Chapter2:シュヴァルツ・アシェ
悪夢〜目覚め
おまえのせいだ!!
おまえのせいでみんな死んだ!!
おまえのせいで!!
おまえのせいで!!
顔がつぶれた
それを聞くのが嫌で、俺は耳をふさいでその場にしゃがみ込む。
しかし、
ごめんなさい……ごめんなさい……と謝り続けていると、急にわめいていた無数の声がピタッと止んだ。
直後、聞き覚えのある女性の声が響く。
「カイト」
俺は恐る恐る顔を上げる。
腰まで伸ばした長い黒髪の女性……母さんだ。
母さんは泣きそうな顔で俺を見つめながら、手に持った拳銃を自分のこめかみへあてる。
「……ごめんね、カイト」
俺に謝った母さんは拳銃の引き金を――。
◆ ◆ ◆ ◆
ゴンッ!!
鈍器で固い物をたたきつけたような大きな音で、俺は夢から目覚める。
辺りを見回せば、ヴィルトゥエルのコックピットではなく、なにか大きな乗り物のなかにいた。
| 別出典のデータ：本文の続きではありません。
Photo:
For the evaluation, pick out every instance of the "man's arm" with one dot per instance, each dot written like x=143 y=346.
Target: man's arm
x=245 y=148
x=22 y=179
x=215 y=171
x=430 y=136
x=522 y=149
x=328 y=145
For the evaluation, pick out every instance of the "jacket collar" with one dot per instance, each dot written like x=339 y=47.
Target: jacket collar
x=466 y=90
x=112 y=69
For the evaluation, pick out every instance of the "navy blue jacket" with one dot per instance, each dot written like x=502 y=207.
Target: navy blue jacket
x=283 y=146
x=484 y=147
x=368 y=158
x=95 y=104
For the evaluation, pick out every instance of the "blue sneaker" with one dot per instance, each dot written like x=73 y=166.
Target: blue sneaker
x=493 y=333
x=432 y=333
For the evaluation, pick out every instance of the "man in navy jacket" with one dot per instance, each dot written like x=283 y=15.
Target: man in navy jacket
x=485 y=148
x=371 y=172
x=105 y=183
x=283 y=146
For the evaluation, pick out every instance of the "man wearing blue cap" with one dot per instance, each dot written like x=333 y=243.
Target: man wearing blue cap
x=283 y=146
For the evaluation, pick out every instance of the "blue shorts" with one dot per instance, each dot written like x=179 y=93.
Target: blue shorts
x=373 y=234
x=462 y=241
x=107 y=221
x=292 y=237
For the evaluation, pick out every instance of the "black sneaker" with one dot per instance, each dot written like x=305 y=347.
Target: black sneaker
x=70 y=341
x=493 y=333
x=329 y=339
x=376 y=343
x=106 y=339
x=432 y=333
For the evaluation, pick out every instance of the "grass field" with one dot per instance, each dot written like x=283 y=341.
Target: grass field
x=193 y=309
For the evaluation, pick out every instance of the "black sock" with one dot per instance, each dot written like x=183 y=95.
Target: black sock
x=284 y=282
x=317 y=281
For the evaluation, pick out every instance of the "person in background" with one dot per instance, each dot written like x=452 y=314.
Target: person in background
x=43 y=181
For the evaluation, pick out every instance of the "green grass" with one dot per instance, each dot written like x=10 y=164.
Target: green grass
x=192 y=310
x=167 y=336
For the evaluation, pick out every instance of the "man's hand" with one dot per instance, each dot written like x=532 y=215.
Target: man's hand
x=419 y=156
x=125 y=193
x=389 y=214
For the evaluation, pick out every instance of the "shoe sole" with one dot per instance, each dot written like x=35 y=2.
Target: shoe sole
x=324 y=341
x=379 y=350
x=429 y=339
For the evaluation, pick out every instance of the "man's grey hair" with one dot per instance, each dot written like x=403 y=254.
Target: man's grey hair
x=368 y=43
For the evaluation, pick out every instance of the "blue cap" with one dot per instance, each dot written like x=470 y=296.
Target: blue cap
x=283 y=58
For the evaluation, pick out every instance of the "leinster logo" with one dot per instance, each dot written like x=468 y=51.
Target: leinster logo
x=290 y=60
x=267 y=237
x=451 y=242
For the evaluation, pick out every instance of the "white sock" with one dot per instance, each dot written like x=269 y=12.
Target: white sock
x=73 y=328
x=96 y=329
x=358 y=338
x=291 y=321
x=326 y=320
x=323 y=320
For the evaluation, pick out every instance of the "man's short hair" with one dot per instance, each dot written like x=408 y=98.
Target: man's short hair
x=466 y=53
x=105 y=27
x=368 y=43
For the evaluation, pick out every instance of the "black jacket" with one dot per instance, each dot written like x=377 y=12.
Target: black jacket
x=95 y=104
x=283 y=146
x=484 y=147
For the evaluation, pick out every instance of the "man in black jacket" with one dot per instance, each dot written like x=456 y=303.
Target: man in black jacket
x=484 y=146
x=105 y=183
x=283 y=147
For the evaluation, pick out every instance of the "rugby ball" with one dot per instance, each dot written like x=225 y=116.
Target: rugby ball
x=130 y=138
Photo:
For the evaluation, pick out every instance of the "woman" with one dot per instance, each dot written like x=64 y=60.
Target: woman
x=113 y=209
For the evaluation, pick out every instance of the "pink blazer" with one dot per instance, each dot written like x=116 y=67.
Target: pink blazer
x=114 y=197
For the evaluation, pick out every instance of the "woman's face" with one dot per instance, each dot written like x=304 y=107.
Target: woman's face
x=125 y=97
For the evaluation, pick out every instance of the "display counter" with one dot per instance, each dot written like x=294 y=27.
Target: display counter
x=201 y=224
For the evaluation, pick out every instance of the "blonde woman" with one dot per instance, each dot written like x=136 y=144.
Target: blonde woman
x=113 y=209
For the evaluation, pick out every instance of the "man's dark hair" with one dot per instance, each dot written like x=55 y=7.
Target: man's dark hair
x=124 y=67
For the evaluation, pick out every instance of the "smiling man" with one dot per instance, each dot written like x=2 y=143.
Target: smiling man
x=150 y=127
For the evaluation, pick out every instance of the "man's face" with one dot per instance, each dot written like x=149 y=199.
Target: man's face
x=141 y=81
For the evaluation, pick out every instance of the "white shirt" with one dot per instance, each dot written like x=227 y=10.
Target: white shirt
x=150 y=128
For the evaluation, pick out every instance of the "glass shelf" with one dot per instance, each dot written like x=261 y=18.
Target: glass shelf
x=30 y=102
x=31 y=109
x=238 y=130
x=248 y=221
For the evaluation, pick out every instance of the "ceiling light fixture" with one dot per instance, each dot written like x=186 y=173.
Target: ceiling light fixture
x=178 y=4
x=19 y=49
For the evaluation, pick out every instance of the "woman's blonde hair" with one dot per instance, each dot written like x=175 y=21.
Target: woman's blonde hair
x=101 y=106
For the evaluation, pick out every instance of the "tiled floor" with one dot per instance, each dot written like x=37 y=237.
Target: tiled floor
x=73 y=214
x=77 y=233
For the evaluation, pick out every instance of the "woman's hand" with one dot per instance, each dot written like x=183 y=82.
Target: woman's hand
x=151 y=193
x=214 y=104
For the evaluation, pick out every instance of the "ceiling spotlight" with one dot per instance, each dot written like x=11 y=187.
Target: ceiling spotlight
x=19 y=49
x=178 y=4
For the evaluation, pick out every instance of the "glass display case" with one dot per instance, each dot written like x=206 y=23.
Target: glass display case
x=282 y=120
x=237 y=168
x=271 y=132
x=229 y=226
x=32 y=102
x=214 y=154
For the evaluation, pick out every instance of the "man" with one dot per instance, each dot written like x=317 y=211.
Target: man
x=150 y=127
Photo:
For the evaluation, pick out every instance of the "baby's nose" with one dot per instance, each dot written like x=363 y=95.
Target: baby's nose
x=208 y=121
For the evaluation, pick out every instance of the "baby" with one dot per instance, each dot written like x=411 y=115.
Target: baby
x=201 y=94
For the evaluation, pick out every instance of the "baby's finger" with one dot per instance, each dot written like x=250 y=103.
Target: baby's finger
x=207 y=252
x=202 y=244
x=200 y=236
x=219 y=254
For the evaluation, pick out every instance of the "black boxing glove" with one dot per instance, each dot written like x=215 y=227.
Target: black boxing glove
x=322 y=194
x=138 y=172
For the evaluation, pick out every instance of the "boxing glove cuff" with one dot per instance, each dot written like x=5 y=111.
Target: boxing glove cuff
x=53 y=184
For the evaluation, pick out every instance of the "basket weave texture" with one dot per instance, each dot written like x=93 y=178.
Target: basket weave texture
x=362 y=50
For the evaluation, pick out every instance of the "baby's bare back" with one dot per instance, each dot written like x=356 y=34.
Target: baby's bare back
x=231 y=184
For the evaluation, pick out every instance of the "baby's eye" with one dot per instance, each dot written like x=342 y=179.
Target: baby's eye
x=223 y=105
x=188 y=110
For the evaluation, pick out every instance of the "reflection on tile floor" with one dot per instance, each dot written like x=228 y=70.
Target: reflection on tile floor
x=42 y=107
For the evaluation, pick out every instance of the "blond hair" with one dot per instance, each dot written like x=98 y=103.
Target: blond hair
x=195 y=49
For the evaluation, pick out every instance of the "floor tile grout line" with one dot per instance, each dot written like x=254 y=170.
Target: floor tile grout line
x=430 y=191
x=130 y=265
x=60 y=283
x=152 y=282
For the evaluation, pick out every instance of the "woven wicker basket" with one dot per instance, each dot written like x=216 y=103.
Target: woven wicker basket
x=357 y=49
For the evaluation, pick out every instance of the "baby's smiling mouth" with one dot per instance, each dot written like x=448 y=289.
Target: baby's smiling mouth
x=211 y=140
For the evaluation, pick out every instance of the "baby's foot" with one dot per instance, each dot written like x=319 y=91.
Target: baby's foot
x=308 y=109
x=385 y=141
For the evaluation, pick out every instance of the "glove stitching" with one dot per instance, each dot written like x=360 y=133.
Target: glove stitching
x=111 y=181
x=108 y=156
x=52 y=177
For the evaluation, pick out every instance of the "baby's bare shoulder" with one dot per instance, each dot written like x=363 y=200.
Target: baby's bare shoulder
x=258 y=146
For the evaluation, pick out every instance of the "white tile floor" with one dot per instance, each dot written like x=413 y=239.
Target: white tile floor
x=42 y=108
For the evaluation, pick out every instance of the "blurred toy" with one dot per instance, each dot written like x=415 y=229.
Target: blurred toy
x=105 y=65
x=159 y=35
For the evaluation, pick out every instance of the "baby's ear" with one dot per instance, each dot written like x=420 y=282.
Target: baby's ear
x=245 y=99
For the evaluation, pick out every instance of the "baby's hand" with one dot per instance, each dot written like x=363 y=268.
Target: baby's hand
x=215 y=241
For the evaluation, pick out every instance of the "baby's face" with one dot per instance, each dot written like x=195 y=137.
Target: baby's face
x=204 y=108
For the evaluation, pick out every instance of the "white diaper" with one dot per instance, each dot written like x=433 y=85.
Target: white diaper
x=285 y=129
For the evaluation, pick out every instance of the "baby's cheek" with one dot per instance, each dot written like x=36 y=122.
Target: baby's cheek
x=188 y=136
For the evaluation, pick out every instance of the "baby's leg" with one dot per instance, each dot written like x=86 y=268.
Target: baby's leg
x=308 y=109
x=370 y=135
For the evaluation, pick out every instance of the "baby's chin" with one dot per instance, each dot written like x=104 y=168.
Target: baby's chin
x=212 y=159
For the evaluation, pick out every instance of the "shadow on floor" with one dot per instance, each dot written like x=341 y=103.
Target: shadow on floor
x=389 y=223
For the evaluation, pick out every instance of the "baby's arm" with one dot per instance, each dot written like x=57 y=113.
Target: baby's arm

聞き覚えのあるバラバラとプロペラが回る音を聞いて、大型ヘリだと察する。
軍用っぽい感じだが、毛布や服、食用ダンボールを見てしまうと、軍というより一般の生活感が満ちていた。
ふと、俺は自分に掛けられたジャケットがクロガネの物だと気づく。
(そういえばクロガネはどこにいるんだ?)
クロガネを探そうと立ち上がったとき、前方……操縦室のほうから言い争う声が聞こえてきた。
「頭蓋骨砕けそうになったんだけど!!」
「やかましい!! 勝手に世界政府の依頼を受けやがって!!」
「しょうがねぇだろ!! 金がなかったんだから!!」
「酒を控えろ!!」
「やだ!!」
「やだ、じゃねぇ!!」
クロガネと知らない老男の声と、またゴンッ!! という音が耳に入る。
俺は恐る恐る操縦室のほうへ近づく。入口に来てなかを覗いてみる。クロガネと、赤茶色の短い髪をした筋肉質のゴツいおっさんがいた。
「それで、どうするんだ? 世界政府に坊主を引き渡すのか?」
世界政府。
それを聞いて、俺の心臓が大きく脈打つ。
クロガネは世界政府に雇われた傭兵。
わかっていたことじゃないか。
俺はクロガネを利用して施設から脱出できた。
あとは隙をついて逃げるだけ……。
「あ? 引き渡さねぇよ」
クロガネの返答に、俺は目を見張った。
同様にゴツいおっさんも驚いている。
「……惚れたのか?」
「ちげぇよ!! なんでそうなるんだ!!」
「女恐怖症のおまえが遂に男にはしったかと思ってな」
「そんなわけあるか!!」
クロガネは声を荒らげて否定する。
でも、クロガネ。初めて俺と目が合ったとき、キスしようとしていたような……見間違いか?
とりあえずクロガネの話を聞こう。
「カイトが所持してる機体……ヴィルトゥエルか。あれを世界政府に渡すのは危険だ。もし量産されたら人類は確実に滅ぶ」
「それがおまえの理由か?」
ゴツいおっさんがクロガネに問いかけた。
クロガネはいぶかしげに問い返す。
「ほかに理由があるか?」
「本当の理由は坊主を怖い目にあわせたくないとか……」
ゴツいおっさんに言われ、クロガネは黙ってしまう。図星……か?
口を閉ざしたクロガネに、ゴツいおっさんは話を続ける。
「世界のことなんておまえにとっては二の次だろ。俺が来るまでなにがあったか知らねぇが、坊主に護衛依頼されたんだろ。依頼された仕事は責任持ってやり遂げろ。いいな」
「……ああ」
「それはそうと、坊主が目を覚ましたみたいだぞ」
「――はあ!?」
ゴツいおっさんの発言に、クロガネは声を上げて驚く。
俺は声を出さなかったが、内心はびっくりしている。
(俺が起きていること、いつ気づいたんだ?)
不思議に思っていると、操縦室の扉が開き、クロガネが出てきた。
「起きたなら声をかけろ」
「怒られていたから声をかけなかった」
俺が声をかけなかった理由を言えば、クロガネは頭を抱えて聞く。
「そのときからいたのか?」
「うん」
「そうか……」
クロガネはため息をつくと、俺の手を引いた。
「依頼の件もあるが、おまえに聞きたいことがたくさんある。後ろで話をしよう」
「わかった」
俺はクロガネの指示に従うことにした。